Il lavoro di rilievo geometrico delle facciate, “eseguito – come scrive Mario Docci – con precisione scientifica ed artigianale accuratezza” in scala 1:200, su cui il colore rilevato sulle superficie murarie è stato riprodotto con la tecnica dell’acquerello, è stato sempre accompagnato da una approfondita ricerca storica sulle vicende degli edifici e degli spazi urbani.

Il disegno ed il colore sono assolutamente fedeli alla situazione di fatto al momento della rappresentazione.
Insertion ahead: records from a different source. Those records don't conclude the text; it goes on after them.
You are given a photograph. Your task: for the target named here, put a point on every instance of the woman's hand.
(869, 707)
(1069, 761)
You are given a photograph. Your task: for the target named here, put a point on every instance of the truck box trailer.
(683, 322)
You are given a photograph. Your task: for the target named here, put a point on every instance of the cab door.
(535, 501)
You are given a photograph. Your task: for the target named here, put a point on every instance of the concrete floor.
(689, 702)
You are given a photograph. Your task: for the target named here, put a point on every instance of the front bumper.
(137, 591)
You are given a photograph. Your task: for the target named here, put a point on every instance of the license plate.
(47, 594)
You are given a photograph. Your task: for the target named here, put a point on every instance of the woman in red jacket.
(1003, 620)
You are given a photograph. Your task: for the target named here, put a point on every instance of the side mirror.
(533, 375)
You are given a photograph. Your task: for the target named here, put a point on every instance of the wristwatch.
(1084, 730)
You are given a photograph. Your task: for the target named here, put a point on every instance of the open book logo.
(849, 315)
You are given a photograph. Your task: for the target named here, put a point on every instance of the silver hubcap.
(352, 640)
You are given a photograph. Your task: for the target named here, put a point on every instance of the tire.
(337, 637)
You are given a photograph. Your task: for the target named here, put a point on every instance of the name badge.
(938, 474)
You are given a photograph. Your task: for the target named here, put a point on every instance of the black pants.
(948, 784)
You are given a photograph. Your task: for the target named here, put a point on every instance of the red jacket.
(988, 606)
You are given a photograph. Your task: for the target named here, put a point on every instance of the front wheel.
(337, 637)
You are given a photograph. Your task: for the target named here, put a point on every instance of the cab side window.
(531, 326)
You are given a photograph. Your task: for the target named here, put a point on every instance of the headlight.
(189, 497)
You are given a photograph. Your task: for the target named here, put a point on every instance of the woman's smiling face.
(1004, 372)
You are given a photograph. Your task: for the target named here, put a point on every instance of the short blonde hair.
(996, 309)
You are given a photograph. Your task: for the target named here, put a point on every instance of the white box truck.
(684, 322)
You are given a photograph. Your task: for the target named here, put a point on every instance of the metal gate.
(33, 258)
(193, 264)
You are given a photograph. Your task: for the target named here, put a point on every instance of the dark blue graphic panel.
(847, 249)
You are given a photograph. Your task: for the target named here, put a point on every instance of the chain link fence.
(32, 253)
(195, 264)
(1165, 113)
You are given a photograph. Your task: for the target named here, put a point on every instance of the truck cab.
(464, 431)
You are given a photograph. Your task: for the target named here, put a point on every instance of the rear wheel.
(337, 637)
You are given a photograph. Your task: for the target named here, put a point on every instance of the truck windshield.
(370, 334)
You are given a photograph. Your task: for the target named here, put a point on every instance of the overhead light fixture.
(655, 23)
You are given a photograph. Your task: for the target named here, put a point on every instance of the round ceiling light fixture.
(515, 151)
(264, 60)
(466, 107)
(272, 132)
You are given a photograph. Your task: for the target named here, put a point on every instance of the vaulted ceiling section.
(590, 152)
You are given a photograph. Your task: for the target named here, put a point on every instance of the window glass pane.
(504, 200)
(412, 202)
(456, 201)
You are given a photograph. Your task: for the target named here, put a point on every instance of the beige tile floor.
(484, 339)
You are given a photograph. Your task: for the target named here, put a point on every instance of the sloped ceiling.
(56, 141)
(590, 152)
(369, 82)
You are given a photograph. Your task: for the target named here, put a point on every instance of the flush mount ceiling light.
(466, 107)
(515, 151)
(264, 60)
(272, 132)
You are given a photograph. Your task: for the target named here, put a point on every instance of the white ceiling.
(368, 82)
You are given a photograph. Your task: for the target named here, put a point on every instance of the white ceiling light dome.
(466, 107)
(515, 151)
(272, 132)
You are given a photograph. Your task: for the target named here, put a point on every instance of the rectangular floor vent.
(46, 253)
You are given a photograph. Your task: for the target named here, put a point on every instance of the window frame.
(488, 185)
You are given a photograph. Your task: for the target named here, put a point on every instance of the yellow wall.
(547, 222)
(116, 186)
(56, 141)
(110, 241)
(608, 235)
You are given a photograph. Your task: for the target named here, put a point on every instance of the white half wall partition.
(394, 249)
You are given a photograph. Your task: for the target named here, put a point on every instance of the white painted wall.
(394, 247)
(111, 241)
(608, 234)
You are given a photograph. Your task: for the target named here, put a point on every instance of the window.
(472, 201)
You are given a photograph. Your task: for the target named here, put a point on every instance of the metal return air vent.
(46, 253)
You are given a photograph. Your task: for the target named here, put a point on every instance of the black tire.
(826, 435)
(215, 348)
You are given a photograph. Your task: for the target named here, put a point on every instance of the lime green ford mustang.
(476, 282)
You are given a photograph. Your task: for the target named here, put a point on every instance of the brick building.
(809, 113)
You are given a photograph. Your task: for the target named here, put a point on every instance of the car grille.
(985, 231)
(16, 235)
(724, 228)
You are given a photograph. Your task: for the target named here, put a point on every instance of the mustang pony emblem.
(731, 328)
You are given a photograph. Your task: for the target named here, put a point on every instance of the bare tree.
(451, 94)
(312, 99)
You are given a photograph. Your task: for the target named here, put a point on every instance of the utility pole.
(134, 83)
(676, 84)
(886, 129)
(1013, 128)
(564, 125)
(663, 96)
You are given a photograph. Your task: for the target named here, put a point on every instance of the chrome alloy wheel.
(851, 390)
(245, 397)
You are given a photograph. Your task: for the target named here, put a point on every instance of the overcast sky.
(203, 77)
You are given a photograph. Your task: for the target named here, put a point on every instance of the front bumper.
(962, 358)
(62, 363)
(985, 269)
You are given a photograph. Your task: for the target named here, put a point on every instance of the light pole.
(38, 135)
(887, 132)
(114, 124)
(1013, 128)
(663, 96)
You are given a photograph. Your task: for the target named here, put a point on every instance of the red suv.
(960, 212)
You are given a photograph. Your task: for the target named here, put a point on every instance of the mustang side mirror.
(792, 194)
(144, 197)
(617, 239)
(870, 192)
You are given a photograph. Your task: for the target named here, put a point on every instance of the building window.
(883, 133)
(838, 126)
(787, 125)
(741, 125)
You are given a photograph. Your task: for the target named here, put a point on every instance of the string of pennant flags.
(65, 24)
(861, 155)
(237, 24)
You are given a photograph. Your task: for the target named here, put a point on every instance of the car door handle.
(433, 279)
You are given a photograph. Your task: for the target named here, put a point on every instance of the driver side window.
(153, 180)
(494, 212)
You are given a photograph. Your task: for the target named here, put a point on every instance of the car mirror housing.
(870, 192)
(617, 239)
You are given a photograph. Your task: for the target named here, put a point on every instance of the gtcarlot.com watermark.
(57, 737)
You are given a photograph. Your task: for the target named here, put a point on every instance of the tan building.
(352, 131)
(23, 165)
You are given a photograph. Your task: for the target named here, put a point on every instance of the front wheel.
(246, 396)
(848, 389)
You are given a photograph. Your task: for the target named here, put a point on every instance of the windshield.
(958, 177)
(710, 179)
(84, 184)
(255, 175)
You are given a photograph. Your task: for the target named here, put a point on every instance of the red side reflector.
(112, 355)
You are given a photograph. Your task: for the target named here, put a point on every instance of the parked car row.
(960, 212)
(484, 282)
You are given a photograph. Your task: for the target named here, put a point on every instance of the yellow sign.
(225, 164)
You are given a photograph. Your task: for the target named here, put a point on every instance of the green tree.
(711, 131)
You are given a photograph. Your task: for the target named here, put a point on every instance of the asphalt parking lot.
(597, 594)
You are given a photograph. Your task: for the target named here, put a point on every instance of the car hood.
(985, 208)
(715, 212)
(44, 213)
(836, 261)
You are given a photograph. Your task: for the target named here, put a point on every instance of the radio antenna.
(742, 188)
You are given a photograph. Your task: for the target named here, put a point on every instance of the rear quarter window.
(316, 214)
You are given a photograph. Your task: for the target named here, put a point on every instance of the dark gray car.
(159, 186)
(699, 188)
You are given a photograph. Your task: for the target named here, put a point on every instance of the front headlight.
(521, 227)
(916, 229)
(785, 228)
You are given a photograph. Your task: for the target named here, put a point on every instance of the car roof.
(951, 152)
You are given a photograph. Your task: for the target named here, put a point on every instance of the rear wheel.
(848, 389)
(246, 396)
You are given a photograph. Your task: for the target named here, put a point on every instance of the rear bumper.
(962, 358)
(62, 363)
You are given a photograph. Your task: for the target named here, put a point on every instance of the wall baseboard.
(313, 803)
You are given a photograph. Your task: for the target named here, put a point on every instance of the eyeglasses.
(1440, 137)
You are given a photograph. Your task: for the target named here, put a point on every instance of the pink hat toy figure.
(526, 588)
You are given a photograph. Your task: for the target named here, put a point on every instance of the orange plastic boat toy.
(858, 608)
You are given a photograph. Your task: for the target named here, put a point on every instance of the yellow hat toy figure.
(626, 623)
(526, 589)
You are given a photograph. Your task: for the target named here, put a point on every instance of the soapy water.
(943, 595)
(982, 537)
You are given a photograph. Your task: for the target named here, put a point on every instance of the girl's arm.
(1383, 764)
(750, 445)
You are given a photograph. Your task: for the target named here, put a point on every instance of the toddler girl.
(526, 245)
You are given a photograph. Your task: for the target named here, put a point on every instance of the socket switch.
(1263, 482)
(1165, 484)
L’opera rappresenta quindi una sorta di “fotografia” di strade e piazze del centro storico della città all’alba di questo terzo millennio.

In ventuno numeri della rivista della Newton Compton “Roma ieri, oggi e domani”, tra il 1988 ed il 1991, è stato pubblicato tutto il lavoro svolto fino ad allora.

strade_di_roma_newton_compton

Nel 2000 ha l’incarico del Piano del Colore dell’Isola di Ponza, per la tutela dell’immagine dell’isola, e i rilievi dei prospetti dell’intera isola dal mare, rappresentati in otto grandi e coloratissime tavole.

Nel 2004 realizza il “Piano di Tutela dell’Immagine dell’Area urbana del Municipio II del Comune di Roma: Piano del colore e Piano dell’Arredo urbano”, terminato nel 2006 ed approvato nel 2008.

Nel 2006 vince il concorso per la redazione del Piano del Colore di Ventotene.

Nel 2007 il Ministro dei Beni e delle Attività Culturali le affida l’incarico di redigere l’immagine grafica e cromatica della Città di Roma a 360° vista dall’alto delle Quadrighe del Vittoriano. Le vedute di Roma, in matita dura e acquerello, presentate al Presidente della Repubblica, al Ministro dei Beni e delle Attività Culturali e al Sindaco di Roma, sono in mostra permanente sulla terrazza del Vittoriano di Roma.

morlacchi_napolitano_rutelli

Nel 2011 il Poligrafico sceglie una delle 4 vedute per realizzare il francobollo per i 150 anni di Roma Capitale, presentato al Campidoglio il 21 aprile 2011.

Nel 2011 è nominata Presidente della Commissione per l’Elaborazione del Piano di Tutela dell’Immagine (Colore e Arredo Urbano) dell’Area Urbana di Roma Capitale.

Il 2 dicembre 2015 il Comune di Fiumicino le affida l’incarico per la collaborazione tecnica allo studio di fattibilità del Piano dell’Arredo Urbano di Via di Torre Clementina e al Recupero del Borgo Marinaro del Valadier.

Nel 2015, su incarico della Fondazione Vignola, realizza, con la tecnica dell’acquerello, il rilievo grafico cromatico in scala 1:50 dei prospetti est ed ovest del Castello Ludovisi Boncompagni (la Rocca di Vignola) e in particolare riporta su di essi un’ipotesi della decorazione cromatica sulla fascia alta della Rocca e delle sue torri (sulla base di un’immagine realizzata da Gino Mandrone nel 1931). Gli acquerelli delle fasce decorate sono stati proiettati sulle pareti della Rocca il 5 settembre 2015.